(Picture of my co-author and I writing this post)
First off - this is meant to be a very light-hearted post. Something that I hope to impress on others is that Homelabs are a great opportunity to learn and grow your skills in new and relevant ways - but they come at the cost of being a labor of love. Something you maintain entirely in your free time and is best-effort to maintain and keep healthy.
The problem
Shout out to Gavin for tossing me a message that something was wrong - I have no alerting on this setup and that should be a goal for future Brandt.
Nonetheless - attempting to hit my domain left me with a gateway error.
Troubleshoot
The error was obvious very quickly - as noted in the original blog post - the infrastructure that supports this blog is 2x Raspberry Pi 4’s running K3s in a Highly Available 2x Server w/ External Datastore configuration.

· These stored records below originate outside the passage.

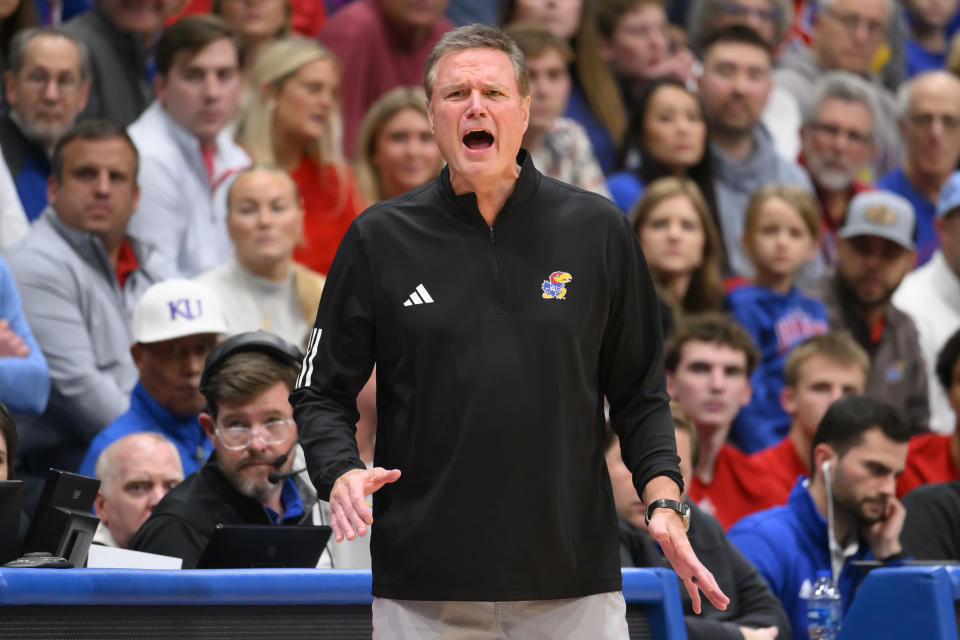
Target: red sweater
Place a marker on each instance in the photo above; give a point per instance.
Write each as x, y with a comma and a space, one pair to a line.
375, 58
928, 460
330, 203
741, 485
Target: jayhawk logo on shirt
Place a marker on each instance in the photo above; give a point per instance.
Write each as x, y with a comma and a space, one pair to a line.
554, 286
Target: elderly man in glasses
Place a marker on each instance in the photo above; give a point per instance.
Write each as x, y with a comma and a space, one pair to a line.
246, 381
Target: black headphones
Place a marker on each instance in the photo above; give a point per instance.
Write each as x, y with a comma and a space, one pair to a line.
262, 341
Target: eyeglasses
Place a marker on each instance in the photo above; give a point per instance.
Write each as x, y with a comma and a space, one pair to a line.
39, 81
833, 131
739, 11
236, 435
851, 21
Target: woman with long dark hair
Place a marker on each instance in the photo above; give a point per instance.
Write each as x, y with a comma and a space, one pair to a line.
667, 136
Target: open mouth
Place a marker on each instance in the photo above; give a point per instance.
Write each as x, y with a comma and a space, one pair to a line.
478, 139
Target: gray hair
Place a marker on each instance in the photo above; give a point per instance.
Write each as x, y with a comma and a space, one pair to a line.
840, 85
476, 36
703, 16
905, 91
18, 47
106, 469
823, 5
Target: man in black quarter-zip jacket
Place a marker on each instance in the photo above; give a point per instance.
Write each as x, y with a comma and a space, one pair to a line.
501, 307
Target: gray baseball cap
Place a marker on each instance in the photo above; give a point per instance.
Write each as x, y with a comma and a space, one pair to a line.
883, 214
949, 195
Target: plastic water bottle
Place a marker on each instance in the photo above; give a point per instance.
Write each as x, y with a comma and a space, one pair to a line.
824, 609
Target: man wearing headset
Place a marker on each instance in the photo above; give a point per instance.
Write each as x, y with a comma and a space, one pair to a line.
846, 511
246, 381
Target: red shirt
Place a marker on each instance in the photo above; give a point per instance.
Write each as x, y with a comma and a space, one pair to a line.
330, 203
739, 487
779, 465
306, 19
928, 460
126, 263
375, 56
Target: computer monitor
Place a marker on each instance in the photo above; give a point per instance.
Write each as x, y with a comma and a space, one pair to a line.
11, 501
63, 525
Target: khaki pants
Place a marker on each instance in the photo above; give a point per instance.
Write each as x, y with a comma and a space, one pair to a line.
601, 617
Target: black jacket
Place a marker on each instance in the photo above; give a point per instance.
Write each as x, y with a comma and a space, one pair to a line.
118, 64
183, 521
752, 604
489, 393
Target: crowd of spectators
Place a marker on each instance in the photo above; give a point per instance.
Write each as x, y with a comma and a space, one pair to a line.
178, 172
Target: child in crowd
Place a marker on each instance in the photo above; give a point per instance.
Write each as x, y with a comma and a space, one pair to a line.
781, 235
927, 46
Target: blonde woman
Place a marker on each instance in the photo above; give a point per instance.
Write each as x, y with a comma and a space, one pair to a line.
292, 119
257, 24
396, 151
261, 286
681, 244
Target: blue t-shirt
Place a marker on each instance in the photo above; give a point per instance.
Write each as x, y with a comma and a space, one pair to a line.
625, 188
292, 505
788, 545
777, 323
24, 382
927, 241
600, 139
146, 414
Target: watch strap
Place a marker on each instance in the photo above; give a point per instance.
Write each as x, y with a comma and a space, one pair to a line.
682, 509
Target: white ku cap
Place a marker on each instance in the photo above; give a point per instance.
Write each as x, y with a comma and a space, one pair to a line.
176, 308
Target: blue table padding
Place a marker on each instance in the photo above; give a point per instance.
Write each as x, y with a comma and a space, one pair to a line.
656, 590
905, 602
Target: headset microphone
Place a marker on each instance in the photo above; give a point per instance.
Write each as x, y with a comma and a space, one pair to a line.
283, 458
274, 477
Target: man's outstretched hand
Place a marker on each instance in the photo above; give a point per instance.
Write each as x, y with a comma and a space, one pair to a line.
667, 529
350, 514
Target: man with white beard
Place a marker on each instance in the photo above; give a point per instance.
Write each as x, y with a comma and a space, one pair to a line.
837, 146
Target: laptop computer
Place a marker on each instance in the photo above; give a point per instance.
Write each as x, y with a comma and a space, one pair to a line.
11, 498
237, 546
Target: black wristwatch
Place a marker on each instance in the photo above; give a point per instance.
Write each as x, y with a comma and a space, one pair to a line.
682, 509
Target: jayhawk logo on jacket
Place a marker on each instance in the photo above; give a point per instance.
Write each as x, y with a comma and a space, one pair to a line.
554, 287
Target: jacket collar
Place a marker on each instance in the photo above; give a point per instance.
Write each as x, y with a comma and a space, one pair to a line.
525, 187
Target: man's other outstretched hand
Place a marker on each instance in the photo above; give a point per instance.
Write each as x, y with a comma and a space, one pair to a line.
667, 529
350, 515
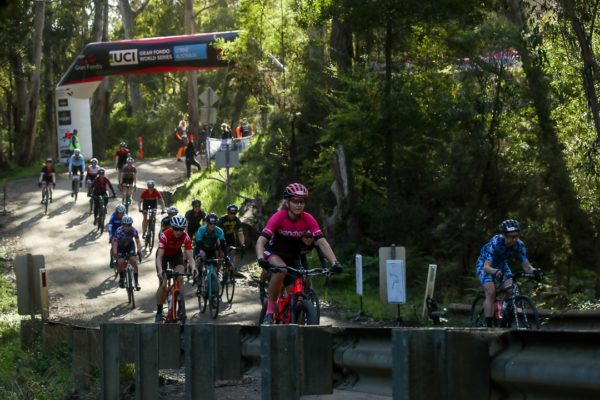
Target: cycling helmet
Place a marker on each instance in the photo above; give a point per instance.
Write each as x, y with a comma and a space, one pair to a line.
212, 218
510, 225
178, 222
295, 190
172, 210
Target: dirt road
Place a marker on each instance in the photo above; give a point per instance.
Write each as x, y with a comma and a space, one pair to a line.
82, 288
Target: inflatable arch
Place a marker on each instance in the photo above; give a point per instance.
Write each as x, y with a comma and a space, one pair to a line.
137, 56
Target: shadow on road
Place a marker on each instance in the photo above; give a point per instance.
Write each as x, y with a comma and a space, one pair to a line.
108, 286
77, 220
87, 240
60, 210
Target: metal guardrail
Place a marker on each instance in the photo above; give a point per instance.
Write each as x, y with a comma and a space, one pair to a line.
402, 363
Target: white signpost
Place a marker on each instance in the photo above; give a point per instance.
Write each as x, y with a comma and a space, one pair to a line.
430, 286
208, 114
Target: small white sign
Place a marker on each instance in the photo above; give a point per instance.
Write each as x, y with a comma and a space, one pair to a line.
359, 274
396, 285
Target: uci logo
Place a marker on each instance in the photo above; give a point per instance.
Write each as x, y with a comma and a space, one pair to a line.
123, 57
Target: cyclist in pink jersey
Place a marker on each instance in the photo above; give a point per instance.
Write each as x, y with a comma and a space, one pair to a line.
280, 242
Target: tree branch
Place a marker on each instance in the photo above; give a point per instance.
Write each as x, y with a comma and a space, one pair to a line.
141, 9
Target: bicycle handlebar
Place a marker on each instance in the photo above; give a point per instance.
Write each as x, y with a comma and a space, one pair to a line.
301, 271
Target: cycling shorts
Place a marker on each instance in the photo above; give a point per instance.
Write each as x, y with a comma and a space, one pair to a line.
294, 262
172, 261
484, 277
126, 251
149, 204
128, 181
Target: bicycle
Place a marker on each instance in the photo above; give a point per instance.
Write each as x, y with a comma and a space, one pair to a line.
294, 305
130, 282
228, 281
101, 216
208, 286
45, 197
175, 298
127, 197
149, 236
308, 291
519, 309
75, 183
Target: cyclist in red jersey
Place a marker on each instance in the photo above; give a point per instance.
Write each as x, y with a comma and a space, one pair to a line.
170, 242
149, 199
121, 158
280, 242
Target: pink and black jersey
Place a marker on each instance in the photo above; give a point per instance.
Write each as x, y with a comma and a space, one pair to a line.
285, 235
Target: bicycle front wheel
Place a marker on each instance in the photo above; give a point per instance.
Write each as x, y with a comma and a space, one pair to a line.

I switched my kubecontext to that cluster and was getting a connection error over Kubectl - so the problem looked to be with the cluster. SSH’d into one of the nodes and looked at journalctl
- error was related to the external datastore/k3s having a problem with the certificates.
Certificates
I run my “production” homelab cluster on separate infrastructure and use the crunchydata pg-operator to deploy postgres clusters - this is what I use for the blog k3s cluster datastore. I currently have it configured with cert-manager and a self-signed issuer.
Problem here is that I didn’t modify some of my other letsencrypt certificate templates and the expiration was set for 90 days - well folks - we’ve been blogging for about that long now.
So Cert-manager rolled my self-signed certificates which the postgres cluster was updated to use and then all hell broke loose.
Recovery
Recovery was actually pretty easy - bring the new ca/cert/key over to each node and restart the k3s service…. DONE!
Everything came back online and healthy!
Next Steps
Still a work in progress - winter vacation has a limited amount of coding time available - Long term plan may be to re-work my postgres self-signed certificates to be more static - otherwise move my blog to be orchestrated on the “production” homelab cluster.